Alternatives of openxlsx when importing Excel to R

data
openxlsx
readxl
R
excel
2022
Author

Aster Hu

Published

November 18, 2022

Openxlsx

The problem of openxlsx

At work, I rely on the R package openxlsx heavily and use openxlsx::read.xlsx to import excel spreadsheet, which is the most common format in business settings.

Now here is the issue I discovered recently. I have a spreadsheet that contains excel formula which generates value with special character &. However when importing the file using openxlsx::read.xlsx, all & become &

Here is the sample of spreadsheet sample_data.xlsx. This is what it looks like in excel:

colA colB
colB is text US & Canada
colB is formula (=B2) US & Canada

Note that the 2nd observation in colB is a formula “=B2”. Therefore the expected result should be the same as the 1st observation.

# Import spreadshet to R
df <- openxlsx::read.xlsx("sample_data.xlsx")
df
                   colA                      colB
1          colB is text               US & Canada
2 colB is formula (=B2)           US &amp; Canada

However, after importing to R, the value & becomes &amp; instead. This is what the result shows in R:

colA colB
colB is text US & Canada
colB is formula (=B2) US &amp; Canada

Solution 1: Resolve it in excel

The obvious solution is to get rid of the problem at the beginning. There are many ways can achieve the desired outcome - in the end, what we want is the value in R matches the value in the spreadsheet.

  1. Convert to csv.

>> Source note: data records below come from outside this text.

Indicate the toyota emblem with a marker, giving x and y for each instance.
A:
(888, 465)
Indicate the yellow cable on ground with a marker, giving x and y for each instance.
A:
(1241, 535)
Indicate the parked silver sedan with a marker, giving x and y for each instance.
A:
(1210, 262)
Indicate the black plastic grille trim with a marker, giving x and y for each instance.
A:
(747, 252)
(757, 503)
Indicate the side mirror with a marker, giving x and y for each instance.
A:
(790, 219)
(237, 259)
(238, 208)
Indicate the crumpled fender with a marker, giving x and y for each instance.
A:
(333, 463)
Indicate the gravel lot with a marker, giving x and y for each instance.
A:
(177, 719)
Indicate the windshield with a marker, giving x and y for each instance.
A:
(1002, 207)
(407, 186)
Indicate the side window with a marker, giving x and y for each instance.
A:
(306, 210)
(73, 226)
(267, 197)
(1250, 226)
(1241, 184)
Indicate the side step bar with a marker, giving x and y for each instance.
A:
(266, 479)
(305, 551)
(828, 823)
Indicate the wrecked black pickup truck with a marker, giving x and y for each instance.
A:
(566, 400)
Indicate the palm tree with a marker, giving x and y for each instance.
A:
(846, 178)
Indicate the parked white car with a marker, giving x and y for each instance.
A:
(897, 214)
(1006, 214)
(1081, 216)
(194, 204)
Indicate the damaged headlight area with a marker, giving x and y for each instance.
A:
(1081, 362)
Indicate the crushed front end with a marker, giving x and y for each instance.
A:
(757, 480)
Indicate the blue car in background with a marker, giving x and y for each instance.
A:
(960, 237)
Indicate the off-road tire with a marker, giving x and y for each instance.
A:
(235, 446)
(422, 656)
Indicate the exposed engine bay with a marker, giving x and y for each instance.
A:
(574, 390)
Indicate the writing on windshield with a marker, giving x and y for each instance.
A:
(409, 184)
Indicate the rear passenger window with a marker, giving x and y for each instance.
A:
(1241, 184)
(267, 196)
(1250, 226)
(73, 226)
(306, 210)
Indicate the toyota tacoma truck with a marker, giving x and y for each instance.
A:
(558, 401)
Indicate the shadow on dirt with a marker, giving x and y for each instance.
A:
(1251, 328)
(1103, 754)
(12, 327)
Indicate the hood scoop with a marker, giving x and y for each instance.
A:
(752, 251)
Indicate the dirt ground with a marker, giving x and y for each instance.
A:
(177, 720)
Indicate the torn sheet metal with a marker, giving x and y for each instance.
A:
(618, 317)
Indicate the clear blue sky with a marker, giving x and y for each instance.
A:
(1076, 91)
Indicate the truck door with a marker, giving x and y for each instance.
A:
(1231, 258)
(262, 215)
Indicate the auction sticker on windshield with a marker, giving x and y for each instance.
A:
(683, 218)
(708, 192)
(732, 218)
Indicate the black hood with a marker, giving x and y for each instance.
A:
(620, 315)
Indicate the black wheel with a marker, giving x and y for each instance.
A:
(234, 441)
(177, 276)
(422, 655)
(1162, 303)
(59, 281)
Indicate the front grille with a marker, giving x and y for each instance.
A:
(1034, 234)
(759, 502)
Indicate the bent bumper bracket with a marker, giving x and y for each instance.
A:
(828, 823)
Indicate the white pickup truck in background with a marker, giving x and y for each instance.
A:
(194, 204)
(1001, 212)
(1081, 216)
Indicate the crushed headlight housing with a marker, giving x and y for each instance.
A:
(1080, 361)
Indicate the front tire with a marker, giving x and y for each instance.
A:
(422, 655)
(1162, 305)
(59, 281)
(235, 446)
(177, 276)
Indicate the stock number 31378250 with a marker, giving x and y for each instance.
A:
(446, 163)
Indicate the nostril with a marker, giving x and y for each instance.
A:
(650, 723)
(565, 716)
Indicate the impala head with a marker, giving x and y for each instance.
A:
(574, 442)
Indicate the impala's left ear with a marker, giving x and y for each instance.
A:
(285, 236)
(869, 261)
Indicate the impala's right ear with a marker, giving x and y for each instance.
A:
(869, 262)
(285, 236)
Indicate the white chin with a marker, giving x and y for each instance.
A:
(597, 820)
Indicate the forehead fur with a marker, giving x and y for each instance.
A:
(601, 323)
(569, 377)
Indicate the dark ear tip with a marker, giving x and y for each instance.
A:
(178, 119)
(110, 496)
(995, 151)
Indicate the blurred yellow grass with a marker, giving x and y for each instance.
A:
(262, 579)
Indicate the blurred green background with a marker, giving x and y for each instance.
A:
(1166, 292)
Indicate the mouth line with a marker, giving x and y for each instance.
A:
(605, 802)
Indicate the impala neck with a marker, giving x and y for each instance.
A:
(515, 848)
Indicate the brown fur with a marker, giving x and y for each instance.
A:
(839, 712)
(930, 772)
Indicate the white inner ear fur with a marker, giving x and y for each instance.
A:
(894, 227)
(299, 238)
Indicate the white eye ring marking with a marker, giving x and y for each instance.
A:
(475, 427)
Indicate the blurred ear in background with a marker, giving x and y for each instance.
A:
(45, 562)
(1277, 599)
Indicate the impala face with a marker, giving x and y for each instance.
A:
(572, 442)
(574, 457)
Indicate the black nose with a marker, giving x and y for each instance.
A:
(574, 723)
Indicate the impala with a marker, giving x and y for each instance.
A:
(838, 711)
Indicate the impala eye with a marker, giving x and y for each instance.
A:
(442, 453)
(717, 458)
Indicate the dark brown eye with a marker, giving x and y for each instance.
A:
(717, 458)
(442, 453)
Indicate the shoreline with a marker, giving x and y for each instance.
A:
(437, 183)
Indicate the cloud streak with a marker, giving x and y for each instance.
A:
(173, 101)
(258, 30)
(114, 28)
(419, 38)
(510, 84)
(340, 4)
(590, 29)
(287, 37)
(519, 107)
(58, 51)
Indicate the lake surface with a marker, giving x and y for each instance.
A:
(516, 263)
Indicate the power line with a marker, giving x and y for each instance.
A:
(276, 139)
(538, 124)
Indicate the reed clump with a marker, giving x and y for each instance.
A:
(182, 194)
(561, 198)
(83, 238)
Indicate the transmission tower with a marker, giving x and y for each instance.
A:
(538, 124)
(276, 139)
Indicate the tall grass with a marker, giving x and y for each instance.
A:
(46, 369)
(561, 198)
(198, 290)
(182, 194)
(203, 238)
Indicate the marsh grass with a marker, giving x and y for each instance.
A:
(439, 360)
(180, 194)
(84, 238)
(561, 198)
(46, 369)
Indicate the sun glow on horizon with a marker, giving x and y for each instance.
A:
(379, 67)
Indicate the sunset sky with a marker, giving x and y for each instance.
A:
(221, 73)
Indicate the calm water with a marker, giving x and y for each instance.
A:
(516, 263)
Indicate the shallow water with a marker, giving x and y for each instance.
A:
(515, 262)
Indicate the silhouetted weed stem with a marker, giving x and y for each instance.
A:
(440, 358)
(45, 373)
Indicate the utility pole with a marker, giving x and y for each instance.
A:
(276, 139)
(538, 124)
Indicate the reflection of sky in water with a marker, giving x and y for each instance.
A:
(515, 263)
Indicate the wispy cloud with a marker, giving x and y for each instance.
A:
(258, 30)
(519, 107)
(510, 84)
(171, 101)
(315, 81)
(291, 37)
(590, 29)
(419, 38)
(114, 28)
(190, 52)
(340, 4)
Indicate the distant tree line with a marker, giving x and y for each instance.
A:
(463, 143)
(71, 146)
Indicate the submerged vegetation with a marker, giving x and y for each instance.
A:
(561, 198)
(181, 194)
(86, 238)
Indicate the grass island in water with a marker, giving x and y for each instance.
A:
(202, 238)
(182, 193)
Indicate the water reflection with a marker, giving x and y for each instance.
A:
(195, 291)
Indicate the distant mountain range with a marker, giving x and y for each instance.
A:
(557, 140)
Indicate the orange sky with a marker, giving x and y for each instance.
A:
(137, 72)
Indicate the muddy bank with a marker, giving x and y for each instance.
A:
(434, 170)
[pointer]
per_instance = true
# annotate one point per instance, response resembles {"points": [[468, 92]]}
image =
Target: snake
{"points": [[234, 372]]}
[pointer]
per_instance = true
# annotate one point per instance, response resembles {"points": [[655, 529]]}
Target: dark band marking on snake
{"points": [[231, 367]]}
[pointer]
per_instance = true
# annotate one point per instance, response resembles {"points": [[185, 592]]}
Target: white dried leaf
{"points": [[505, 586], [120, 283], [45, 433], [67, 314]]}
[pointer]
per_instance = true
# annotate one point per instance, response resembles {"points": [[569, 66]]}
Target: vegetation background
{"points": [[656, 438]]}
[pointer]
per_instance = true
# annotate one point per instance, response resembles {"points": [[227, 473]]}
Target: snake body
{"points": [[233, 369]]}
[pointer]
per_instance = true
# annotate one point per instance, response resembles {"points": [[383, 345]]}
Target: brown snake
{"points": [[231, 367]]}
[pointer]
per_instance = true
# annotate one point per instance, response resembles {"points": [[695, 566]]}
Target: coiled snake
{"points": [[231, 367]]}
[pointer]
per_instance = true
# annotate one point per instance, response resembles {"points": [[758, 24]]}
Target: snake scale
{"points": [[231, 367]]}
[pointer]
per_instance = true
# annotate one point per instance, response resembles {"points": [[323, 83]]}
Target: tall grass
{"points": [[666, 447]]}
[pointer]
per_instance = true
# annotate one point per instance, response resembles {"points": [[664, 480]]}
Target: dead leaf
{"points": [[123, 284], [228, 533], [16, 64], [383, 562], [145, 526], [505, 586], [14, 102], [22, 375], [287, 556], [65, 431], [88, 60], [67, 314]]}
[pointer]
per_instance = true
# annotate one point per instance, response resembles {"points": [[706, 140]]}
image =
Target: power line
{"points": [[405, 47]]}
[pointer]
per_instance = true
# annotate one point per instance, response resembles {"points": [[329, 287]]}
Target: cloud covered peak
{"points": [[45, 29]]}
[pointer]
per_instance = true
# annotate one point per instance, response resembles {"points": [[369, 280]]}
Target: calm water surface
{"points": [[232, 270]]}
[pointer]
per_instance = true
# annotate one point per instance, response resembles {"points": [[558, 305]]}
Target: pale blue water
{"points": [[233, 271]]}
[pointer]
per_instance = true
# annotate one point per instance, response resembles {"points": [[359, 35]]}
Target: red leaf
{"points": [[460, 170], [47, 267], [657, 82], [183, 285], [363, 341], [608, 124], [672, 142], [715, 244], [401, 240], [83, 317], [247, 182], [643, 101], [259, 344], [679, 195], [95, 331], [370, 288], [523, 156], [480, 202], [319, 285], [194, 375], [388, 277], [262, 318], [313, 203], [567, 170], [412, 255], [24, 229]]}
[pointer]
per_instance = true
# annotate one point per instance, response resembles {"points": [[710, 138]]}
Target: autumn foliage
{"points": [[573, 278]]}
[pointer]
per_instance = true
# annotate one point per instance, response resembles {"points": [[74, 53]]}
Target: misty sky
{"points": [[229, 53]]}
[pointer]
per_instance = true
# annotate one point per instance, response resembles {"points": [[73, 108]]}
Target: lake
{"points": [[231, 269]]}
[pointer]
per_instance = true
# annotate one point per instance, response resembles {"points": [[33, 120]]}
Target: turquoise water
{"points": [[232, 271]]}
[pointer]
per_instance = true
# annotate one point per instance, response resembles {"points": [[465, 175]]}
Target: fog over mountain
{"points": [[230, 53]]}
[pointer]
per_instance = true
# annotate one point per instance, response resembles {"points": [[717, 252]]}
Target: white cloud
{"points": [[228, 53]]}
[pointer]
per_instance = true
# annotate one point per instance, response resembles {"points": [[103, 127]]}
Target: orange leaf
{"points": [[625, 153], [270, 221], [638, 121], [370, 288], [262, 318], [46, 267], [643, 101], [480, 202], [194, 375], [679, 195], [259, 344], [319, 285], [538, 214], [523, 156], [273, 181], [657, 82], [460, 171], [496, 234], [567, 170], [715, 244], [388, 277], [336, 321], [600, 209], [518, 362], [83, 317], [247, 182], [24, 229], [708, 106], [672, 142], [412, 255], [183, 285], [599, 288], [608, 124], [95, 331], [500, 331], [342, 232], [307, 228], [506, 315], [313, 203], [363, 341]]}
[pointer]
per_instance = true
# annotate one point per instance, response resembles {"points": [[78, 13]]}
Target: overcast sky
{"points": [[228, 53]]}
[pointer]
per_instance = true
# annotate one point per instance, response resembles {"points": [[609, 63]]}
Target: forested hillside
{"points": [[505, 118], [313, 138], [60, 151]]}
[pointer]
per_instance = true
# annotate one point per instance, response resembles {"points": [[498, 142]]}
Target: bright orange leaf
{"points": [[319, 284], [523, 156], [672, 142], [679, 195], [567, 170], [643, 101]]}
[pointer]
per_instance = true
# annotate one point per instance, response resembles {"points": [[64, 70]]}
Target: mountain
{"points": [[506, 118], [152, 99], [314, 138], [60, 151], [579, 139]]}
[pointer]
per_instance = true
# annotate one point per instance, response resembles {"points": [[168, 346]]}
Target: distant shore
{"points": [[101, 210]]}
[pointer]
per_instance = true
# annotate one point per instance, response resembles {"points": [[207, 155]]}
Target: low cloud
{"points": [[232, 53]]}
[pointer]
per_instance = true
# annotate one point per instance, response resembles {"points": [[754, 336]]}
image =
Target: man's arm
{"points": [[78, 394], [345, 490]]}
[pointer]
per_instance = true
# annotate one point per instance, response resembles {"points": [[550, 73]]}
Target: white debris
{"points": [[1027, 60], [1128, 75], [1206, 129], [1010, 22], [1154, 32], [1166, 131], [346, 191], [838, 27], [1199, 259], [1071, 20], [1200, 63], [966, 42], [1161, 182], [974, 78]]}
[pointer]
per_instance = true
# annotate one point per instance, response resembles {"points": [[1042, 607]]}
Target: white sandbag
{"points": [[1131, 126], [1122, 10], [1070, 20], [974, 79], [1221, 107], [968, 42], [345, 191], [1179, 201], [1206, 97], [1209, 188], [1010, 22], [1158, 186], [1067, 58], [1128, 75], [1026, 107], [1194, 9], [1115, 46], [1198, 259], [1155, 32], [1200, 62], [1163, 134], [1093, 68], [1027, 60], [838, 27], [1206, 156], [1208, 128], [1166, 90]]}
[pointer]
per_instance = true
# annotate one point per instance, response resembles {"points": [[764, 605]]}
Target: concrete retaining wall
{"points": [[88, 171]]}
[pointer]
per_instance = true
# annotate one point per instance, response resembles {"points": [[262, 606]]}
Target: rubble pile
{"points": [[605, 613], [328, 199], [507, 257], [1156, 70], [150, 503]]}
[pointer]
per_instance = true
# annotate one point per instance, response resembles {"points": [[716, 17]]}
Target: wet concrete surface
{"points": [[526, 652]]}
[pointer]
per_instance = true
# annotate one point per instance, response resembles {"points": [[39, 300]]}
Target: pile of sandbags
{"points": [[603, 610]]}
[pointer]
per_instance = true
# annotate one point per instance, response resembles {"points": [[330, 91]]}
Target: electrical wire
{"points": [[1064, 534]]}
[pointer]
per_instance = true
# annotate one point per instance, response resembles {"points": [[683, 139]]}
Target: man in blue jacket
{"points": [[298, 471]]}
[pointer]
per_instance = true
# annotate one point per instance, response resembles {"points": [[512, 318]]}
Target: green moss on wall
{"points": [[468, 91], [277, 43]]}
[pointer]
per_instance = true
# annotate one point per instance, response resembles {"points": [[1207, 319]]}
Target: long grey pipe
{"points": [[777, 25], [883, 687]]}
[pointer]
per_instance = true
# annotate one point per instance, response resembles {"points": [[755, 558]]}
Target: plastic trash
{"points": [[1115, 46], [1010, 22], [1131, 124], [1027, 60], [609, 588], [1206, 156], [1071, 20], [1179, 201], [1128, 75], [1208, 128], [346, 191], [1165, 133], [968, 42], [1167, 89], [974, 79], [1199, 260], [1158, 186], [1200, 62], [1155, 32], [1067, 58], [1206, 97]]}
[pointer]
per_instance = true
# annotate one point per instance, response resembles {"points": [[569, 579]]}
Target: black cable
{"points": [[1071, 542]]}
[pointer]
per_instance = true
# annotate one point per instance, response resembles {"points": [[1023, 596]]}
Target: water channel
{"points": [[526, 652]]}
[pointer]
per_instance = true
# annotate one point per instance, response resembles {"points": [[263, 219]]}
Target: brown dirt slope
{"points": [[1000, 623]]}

Csv is my preferred format as it eliminates lots of format issues in xlsx. The problem is that this will creates multiple files , and people can get confused on which files to use. Besides, it might not be a good option if the file is meant to be a living dataset that need continuous edits.
  2. Paste as value. Another way to do it is to transform the formula to plain text in excel by pasting as value. If the spreadsheet is okay to be edited and is not too big, it would be an easy solution.

Solution 2: Use other packages

Sometimes you probably don’t want to touch the raw data. Also, if it’s a large dataset, it might be unrealistic to perform such functionality in excel as the solution 1 suggested. Since this issue only occurs when using openxlsx package, we can choose other packages as a substitute.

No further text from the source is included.